In the Guinea Pig example, we are left with some lingering questions based on these results. It appears that the effect of dosage changes as a function of the delivery method (OJ, VC) because the size of the differences between OJ and VC change for different dosages. These methods can’t directly assess the question of whether the effect of delivery method is the same or not across the different dosages. In Chapter 4, the two variables, Dosage and Delivery method are modeled as two separate variables so we can consider their effects both separately and together. This allows more refined hypotheses, such as Is the effect of delivery method the same for all dosages?, to be tested. This will introduce new models and methods for analyzing data where there are two factors as explanatory variables in a model for a quantitative response variable in what is called the Two-Way ANOVA.
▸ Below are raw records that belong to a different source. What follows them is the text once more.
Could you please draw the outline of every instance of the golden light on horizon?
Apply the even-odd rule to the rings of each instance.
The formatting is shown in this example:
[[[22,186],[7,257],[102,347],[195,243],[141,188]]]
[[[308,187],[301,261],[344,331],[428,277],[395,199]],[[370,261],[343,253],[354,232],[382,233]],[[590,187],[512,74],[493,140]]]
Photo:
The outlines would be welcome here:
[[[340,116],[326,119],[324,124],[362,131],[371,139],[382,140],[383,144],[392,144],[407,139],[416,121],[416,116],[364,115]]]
3.9 Summary of important R code
The main components of R code used in this chapter follow with components to modify in lighter and/or ALL CAPS text, remembering that any R packages mentioned need to be installed and loaded for this code to have a chance of working:
MODELNAME <- lm(Y~X, data=DATASETNAME)
Probably the most frequently used command in R.
Here it is used to fit the reference-coded One-Way ANOVA model with Y as the response variable and X as the grouping variable, storing the estimated model object in MODELNAME. Remember that X should be defined as a factor variable.
MODELNAME <- lm(Y~X-1, data=DATASETNAME)
- Fits the cell means version of the One-Way ANOVA model.
summary(MODELNAME)
- Generates model summary information including the estimated model coefficients, SEs, t-tests, and p-values.
anova(MODELNAME)
Generates the ANOVA table but must only be run on the reference-coded version of the model.
Results are incorrect if run on the cell means model since the reduced model under the null is that the mean of all the observations is 0!
pf(FSTATISTIC, df1=NUMDF, df2=DENOMDF, lower.tail=F)
- Finds the p-value for an observed \(F\)-statistic with NUMDF and DENOMDF degrees of freedom.
par(mfrow=c(2,2)); plot(MODELNAME)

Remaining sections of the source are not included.